Prime Minister awards outstanding West Cheshire Museums volunteer ahead of Armistice Centenary

The Prime Minister has recognised Nigel Meyrick, from Chester, for curating exhibitions to ensure the history of the First World War is not forgotten. Each day, someone, somewhere in the country is selected to receive the award to celebrate their remarkable achievements as an outstanding volunteer, who is making a change in their community and inspiring others. Nigel Meyrick receives the award for Friday 9 November, the last working day before the Armistice Centenary.

Nigel has curated major First World War exhibitions at the award-winning Lion Salt Works Museum, part of West Cheshire Museums and engages his community by displaying their personal stories from the war. Nigel first got involved by participating in the ‘Cheshire’s Great War Stories’ exhibition, collecting and recording stories, images and documents from more than 500 local people. Following this success, Nigel curated two further exhibitions using objects from the community which have been attended by more than 12,000 visitors: ‘Salt from the Somme’, which took place in 2016 to commemorate Cheshire’s contributions to the First World War, and ‘Letters Home: Communications on the Front’, which has run from July this year and finishes on 16 November at Northwich’s Lion Salt Works Museum.

Nigel also personally collated the material gathered from the exhibition roadshows to make them nationally accessible, involving archiving 2,216 photographs and documents, half of which have now been added to the Imperial War Museum’s online archive.

The Points of Light certificate was presented to Nigel Meyrick at the Cheshire Military Museum in Chester by Leader of Cheshire West & Chester Council, Samantha Dixon.

Councillor Samantha Dixon, Leader of Cheshire West and Chester Council, said:  “Nigel Meyrick’s commitment and dedication to telling the story of WWI in Cheshire is inspirational and I am delighted he has been recognised by this prestigious national award. As a result of his unstinting efforts, people across the county now have a greater appreciation of the poignant human stories behind the Great War.

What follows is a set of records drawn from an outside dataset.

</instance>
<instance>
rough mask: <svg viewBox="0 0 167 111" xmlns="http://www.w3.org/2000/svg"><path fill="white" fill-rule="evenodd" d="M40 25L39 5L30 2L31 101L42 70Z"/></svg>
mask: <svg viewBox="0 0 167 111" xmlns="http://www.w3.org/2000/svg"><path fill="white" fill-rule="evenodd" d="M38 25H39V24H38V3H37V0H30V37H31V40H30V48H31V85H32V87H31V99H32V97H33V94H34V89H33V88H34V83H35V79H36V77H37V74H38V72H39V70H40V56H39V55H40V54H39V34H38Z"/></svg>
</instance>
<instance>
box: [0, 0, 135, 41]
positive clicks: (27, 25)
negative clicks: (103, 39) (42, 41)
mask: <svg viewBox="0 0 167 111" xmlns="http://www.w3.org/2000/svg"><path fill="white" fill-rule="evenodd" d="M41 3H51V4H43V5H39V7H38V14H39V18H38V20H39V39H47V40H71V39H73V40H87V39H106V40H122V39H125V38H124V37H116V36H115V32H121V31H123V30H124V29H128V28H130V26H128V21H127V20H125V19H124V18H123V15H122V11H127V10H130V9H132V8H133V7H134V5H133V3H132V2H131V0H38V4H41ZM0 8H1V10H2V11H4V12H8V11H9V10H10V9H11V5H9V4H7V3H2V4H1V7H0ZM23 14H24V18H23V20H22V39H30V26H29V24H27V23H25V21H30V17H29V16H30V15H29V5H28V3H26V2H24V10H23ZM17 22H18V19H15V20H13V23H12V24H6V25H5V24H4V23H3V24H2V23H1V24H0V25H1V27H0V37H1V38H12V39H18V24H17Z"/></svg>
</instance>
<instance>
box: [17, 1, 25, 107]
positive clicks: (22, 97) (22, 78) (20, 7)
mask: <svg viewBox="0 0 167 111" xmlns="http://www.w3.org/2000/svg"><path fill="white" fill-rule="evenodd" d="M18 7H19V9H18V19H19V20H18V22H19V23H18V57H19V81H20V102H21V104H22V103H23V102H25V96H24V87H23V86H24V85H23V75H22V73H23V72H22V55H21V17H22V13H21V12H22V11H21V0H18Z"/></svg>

In a personal letter to Nigel, Prime Minister Theresa May said:

“The success of the exhibitions you have curated at ‘West Cheshire Museums’ is a testament to your historical expertise and remarkable dedication to sharing important local heritage with your community. In the centenary year of the Armistice, your archival work and public outreach has been truly invaluable in ensuring remembrance of the First World War continues for future generations.”

Nigel Meyrick said: "I only became interested in the First World War after researching my wife's great grandfather about 15 years ago. He was a Gunner with the 106th Siege Battery, Royal Garrison Artillery. He went to France in 1916 but sadly died of his wounds in 1917 at the Battle of Passendaele and is buried in Belgium in Dozinghem Military Cemetery. I owe everything to Reginald Peers, as without the birth of his only son, my wife and children would not be here. After researching Reginald, I wanted to help other people look for their lost relatives from the First World War.

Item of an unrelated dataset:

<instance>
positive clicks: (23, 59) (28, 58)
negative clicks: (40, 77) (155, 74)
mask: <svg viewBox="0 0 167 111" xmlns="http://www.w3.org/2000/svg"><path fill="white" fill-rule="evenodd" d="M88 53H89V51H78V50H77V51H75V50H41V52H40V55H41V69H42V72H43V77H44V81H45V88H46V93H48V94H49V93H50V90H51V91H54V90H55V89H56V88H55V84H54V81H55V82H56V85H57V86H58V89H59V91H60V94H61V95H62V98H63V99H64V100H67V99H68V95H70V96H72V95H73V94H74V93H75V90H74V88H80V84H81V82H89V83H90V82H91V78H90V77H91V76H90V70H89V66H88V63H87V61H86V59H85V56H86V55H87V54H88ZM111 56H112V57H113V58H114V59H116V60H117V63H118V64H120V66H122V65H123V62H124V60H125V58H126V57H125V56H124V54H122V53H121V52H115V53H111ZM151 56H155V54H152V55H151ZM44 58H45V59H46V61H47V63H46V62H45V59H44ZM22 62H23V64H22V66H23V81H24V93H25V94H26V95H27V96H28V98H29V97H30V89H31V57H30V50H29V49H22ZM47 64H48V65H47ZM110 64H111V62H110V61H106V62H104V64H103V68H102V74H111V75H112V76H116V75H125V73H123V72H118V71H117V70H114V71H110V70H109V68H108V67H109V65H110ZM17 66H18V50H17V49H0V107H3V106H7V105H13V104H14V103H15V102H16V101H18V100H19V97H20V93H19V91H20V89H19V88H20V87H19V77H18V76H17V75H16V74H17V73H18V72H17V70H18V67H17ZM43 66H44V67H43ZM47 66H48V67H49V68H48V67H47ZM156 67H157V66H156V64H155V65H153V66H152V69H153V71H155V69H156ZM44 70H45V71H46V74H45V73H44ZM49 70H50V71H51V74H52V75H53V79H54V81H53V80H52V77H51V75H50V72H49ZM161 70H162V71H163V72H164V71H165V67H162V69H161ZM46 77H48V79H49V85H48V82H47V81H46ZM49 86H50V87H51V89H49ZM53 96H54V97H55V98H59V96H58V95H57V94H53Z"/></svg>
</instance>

"Over the last four years my First World War work has involved me working with various Cheshire towns and villages, helping organise roadshows, extensive research and putting together exhibitions, much of which I have constructed with friends and family, such as the mock up of a First World War trench for the Lion Salt Works 'From Salt to the Somme', and at present 'Letters Home'.”

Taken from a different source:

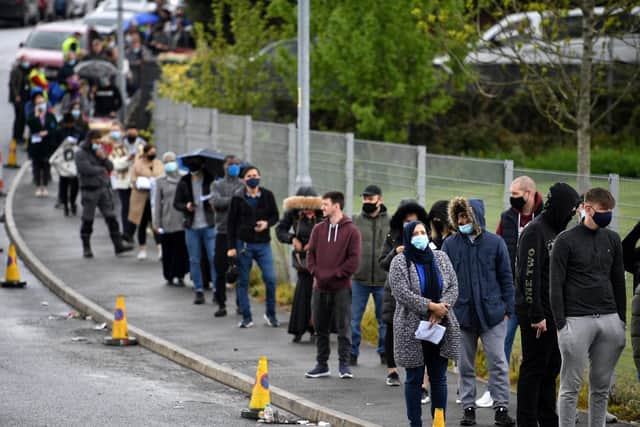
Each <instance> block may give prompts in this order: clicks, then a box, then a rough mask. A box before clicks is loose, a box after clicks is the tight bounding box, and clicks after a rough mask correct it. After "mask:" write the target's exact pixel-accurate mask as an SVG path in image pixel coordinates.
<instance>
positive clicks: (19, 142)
mask: <svg viewBox="0 0 640 427" xmlns="http://www.w3.org/2000/svg"><path fill="white" fill-rule="evenodd" d="M13 111H14V114H15V115H14V118H13V139H15V140H16V142H17V143H18V144H20V143H22V142H24V127H25V125H26V116H25V113H24V103H23V102H14V103H13Z"/></svg>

“During the last two years I have also visited local schools with another volunteer, Colin Mann, to bring the soldiers’ stories to life. It is time-consuming work as I also have a full-time job as an electrical project engineer, but it immensely rewarding when you see people connecting to their past and taking pride in the history of their area. My work has also unearthed artefacts that might never have come to light and these have now been recorded for future generations. The award is a huge honour and I am delighted to receive this recognition for my work."

Nigel is the 1045th winner of the Points of Light award, which has been developed in partnership with the hugely successful Points of Light programme in the USA. Over 6,000 Points of Light have been awarded in the USA, and former Presidents have publicly supported the partnership with Points of Light UK. There is a similar cross-party approach to the UK programme and MPs from different parties often present their constituents with their Points of Light awards.

Regardless of whether it is a doctor restoring local monuments in her free time, a father teaching young people life skills, or a local musician giving a voice to lonely people, the Points of Light award honours shining examples of volunteering across the UK.

Photo caption:  Nigel Meyrick receiving his ‘Points of Light’ certificate at the Cheshire Military Museum from Leader of Cheshire West and Chester Council, Samantha Dixon. They are pictured by the reconstruction of a WWI trench.